Error in lme4 rank of X = 28 < ncol(X) = 29
On 14-01-12 06:47 PM, Michael Williamson wrote:
Good Morning, I spoke you recently concerning a problem with a rank deficient error when running a glmer model (see below) My boss wants me to try and run a model working out rates using a glmmadbd model and I'm getting the same rank deficient problem - SABmod<-glmmadmb(SABRate~Socialbeh+Compcat+DistancePodCat+
DistanceSingerCat+Pods15Cat+SingersCat+Windspeed.km.h.+BoatPhs,random=~1|FocalID,family="nbinom1",
zeroInflation=TRUE, data=Behav) Error in glmmadmb(SABRate ~ Socialbeh + Compcat + DistancePodCat + DistanceSingerCat + : rank of X = 28 < ncol(X) = 29 An updated version of lme4 seemed to fix the previous model and it now takes into account rank deficiencies and I was wondering if there was a version on glmmadmb package that may do this also. I've tried to reinstall the newest version but doesn't appear to work.
No, there isn't -- glmmADMB hasn't implemented this feature (yet). You're welcome to look at the chkRank.drop.cols() function in https://github.com/lme4/lme4/blob/master/R/modular.R to see how lme4 does it ... one way or the other, though, you're going to have to drop a column. You can use qr() or svd() to figure out which columns are multicollinear ... I'm taking the liberty of cc'ing this back to r-sig-mixed-models. cheers Ben Bolker
Thanks for your time Mike Williamson -----Original Message----- From: lme4 maintainer [mailto:bbolker at gmail.com] Sent: Sunday, 5 January 2014 3:50 PM To: Michael Williamson; "lme4-authors at lists.r-forge.r-project.org"@newmailhub.uq.edu.au Subject: Re: Error in lme4 rank of X = 28 < ncol(X) = 29 On 14-01-02 05:32 PM, Michael Williamson wrote:
Good Morning, My name is Mike Williamson and I am a research assistant for the University of Queensland. I'm in the process of running some analyses with R on a dataset I have been working on in collaboration with a PhD student. Just before Christmas she sent me some code for me to use on my dataset.
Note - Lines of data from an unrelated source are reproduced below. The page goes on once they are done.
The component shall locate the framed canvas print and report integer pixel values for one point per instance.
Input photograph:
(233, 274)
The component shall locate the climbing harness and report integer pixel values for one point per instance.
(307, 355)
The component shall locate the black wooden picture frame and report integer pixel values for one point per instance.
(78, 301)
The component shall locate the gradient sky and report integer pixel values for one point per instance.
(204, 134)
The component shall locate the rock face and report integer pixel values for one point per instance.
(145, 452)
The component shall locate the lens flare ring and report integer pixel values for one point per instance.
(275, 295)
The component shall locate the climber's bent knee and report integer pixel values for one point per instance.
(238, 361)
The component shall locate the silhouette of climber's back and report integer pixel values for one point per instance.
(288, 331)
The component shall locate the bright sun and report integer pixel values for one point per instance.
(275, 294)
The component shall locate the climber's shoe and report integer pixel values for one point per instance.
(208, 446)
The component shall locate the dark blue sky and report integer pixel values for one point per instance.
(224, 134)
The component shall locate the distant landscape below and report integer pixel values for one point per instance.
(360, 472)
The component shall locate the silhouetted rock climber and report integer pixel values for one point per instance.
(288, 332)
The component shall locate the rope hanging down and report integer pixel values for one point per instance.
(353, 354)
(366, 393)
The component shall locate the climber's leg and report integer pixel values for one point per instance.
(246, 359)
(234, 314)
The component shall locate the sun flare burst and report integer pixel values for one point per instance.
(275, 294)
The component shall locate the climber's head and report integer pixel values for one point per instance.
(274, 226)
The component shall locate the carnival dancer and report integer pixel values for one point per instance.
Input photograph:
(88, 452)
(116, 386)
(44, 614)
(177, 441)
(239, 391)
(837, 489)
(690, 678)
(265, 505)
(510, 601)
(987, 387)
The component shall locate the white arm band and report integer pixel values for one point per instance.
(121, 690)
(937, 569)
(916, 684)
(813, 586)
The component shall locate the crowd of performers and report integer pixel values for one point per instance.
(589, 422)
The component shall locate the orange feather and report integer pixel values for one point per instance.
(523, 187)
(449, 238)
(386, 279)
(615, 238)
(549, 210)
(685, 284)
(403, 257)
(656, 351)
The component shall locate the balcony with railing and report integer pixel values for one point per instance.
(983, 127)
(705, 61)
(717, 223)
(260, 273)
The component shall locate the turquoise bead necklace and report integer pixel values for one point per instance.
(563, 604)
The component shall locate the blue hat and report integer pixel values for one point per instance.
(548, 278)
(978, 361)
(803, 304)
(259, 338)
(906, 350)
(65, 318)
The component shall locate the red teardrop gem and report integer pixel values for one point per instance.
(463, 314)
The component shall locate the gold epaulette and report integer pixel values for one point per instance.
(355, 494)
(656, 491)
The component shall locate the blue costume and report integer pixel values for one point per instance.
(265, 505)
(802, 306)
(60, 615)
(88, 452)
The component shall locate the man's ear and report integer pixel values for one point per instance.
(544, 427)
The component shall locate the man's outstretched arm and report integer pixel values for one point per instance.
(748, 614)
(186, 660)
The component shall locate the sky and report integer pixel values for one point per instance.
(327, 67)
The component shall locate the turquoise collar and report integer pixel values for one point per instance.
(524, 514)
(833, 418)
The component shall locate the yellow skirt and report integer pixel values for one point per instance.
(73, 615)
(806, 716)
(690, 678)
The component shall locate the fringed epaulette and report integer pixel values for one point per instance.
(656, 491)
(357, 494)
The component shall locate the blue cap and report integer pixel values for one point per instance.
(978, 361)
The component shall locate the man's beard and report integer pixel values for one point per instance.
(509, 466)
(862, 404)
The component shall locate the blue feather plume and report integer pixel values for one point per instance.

I started upon it yesterday but was consistently coming up with the error below
SABMod<- glmer(SABinom~Socialbeh+Compcat+DistancePodCat+DistanceSingerCat+Pods
15+
SingersCat+Windspeed.km.h.+BoatPhs+(1|FocalID),data=BehavTr,family="bino
SingersCat+mial")
Error in lme4::glFormula(formula = SABinom ~ Socialbeh + Compcat + DistancePodCat + : rank of X = 29 < ncol(X) = 31 Sadly she is completely out of contact on field work for the next 2-3 weeks and I'm pretty stuck on this so apologies for the email but I was wondering if might be able to help. I'm working on the whether the relationship of boat phase (before approach attempt after) affects the rates of binomial data of surface active behaviours of whales (SABinom). The predictor variables are something she has been working on and told me to include in my model. From the bit of research I've done it looks like the error says my data is rank deficient. Now I think this is most likely because of my low samples for my approach and attempt but I can't find anywhere online or in papers (such as Zuul 2009) to confirm this or find an option for low sample sizes. I've attached the sample sizes for presence absence of surface active behaviours for boat phase below. As you can see approach and attempt only have 5 and 15 between. This is due to the approach and attempt phases being shorter periods than before and after. Is low sample size the problem here? And if so do you have any suggestions for how I could go about this, or any books to read. I've been trawling the libraries online and don't seem to be able find anything.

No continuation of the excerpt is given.